潜在性結核感染症に対するリファペンチン集団薬物動態および投与量の推奨

Rifapentine Population Pharmacokinetics and Dosing Recommendations for Latent Tuberculosis Infection.

• Jennifer E Hibma
• Kendra K Radtke
• Susan E Dorman
• Amina Jindani
• Kelly E Dooley
• Marc Weiner
• Helen M McIlleron
• Radojka M Savic

抄録

ラショナル:

リファペンチンは，様々な用量，頻度，投与アルゴリズムで検討されてきたが，最適な投与方法については明らかにされていない．

RATIONALE: Rifapentine has been investigated at various doses, frequencies, and dosing algorithms but clarity on the optimal dosing approach is lacking.

目的:

このリファペンチン薬物動態の個人参加者データのメタアナリシスでは、自己導入を含むリファペンチン集団の薬物動態を明らかにし、潜在性結核感染症に対するリファペンチンをベースとした短期投与レジメンの最適な投与戦略を決定する。

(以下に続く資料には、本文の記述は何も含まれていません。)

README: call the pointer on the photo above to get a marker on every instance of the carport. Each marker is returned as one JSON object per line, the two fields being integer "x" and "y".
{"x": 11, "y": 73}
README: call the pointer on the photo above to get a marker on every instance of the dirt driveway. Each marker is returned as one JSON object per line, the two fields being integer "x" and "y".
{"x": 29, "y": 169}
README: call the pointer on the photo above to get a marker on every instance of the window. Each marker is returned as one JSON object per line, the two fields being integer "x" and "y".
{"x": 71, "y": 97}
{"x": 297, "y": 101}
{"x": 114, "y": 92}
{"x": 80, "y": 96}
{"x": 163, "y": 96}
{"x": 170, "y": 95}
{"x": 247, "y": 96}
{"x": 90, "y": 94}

OBJECTIVES: In this individual participant data meta-analysis of rifapentine pharmacokinetics, we characterize rifapentine population pharmacokinetics, including autoinduction, and determine optimal dosing strategies for short-course rifapentine-based regimens for latent tuberculosis infection.

方法:

リファペンチンの薬物動態試験は、文献のシステマティックレビューにより同定された。個々の血漿中濃度をプールし、非線形混合効果モデルを実施した。データのサブセットは外部検証のために予約した。シミュレーションは、現行の重量ベースの方法および同定された共変量によって駆動される代替方法を含む様々な投与条件で実施された。

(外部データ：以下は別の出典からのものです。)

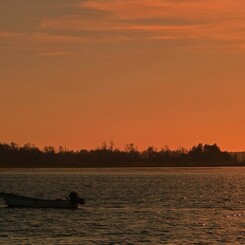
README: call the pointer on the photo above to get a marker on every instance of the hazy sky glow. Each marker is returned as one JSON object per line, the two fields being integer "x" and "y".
{"x": 163, "y": 72}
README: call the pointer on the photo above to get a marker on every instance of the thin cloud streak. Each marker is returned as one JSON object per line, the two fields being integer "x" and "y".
{"x": 219, "y": 20}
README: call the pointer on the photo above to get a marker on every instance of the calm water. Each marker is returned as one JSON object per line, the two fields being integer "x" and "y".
{"x": 137, "y": 206}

METHODS: Rifapentine pharmacokinetic studies were identified though a systematic review of literature. Individual plasma concentrations were pooled, and non-linear mixed effects modeling was performed. A subset of data was reserved for external validation. Simulations were performed under various dosing conditions including current weight-based methods and alternative methods driven by identified covariates.

測定結果と主な結果:

我々は、薬物動態データを有する合計863人の参加者を対象とした9件の臨床試験を同定した（n=4301人の血漿サンプル）。リファペンチンの集団薬物動態は、ワンコンパートメント分布モデルを用いて記述することに成功した。クリアランスの自己誘導はリファペンチン血漿中濃度によって駆動された。最大効果はクリアランスの72％増加であり，21日後に到達した。薬物のバイオアベイラビリティーはHIV感染で27％低下し，絶食で28％低下し，高脂肪食で49％上昇した。体重はクリアランスの臨床的な予測因子ではなかった。薬物動態シミュレーションでは、現在の体重ベースの投与では、低体重者では低曝露につながることが示されたが、これは平板投与で克服できる。HIV陽性患者では、HIV陰性患者の薬物曝露量と一致させるためには、30％の高用量が必要である。

MEASUREMENTS AND MAIN RESULTS: We identified 9 clinical studies with a total of 863 participants with pharmacokinetic data (n=4301 plasma samples). Rifapentine population pharmacokinetics were described successfully with a one-compartment distribution model. Autoinduction of clearance was driven by rifapentine plasma concentration. The maximum effect was a 72% increase in clearance and was reached after 21 days. Drug bioavailability decreased by 27% with HIV infection, decreased by 28% with fasting, and increased by 49% with a high-fat meal. Body weight was not a clinically relevant predictor of clearance. Pharmacokinetic simulations showed that current weight-based dosing leads to lower exposures in low weight individuals, which can be overcome with flat dosing. In HIV-positive patients, 30% higher doses are required to match drug exposure in HIV-negative patients.

結論:

リファペンチンの体重ベースの投与は臨床ガイドラインから削除し、同等の有効性を得るためにHIV陽性患者への高用量投与を検討すべきである。

CONCLUSIONS: Weight-based dosing of rifapentine should be removed from clinical guidelines and higher doses for HIV-positive patients should be considered to provide equivalent efficacy.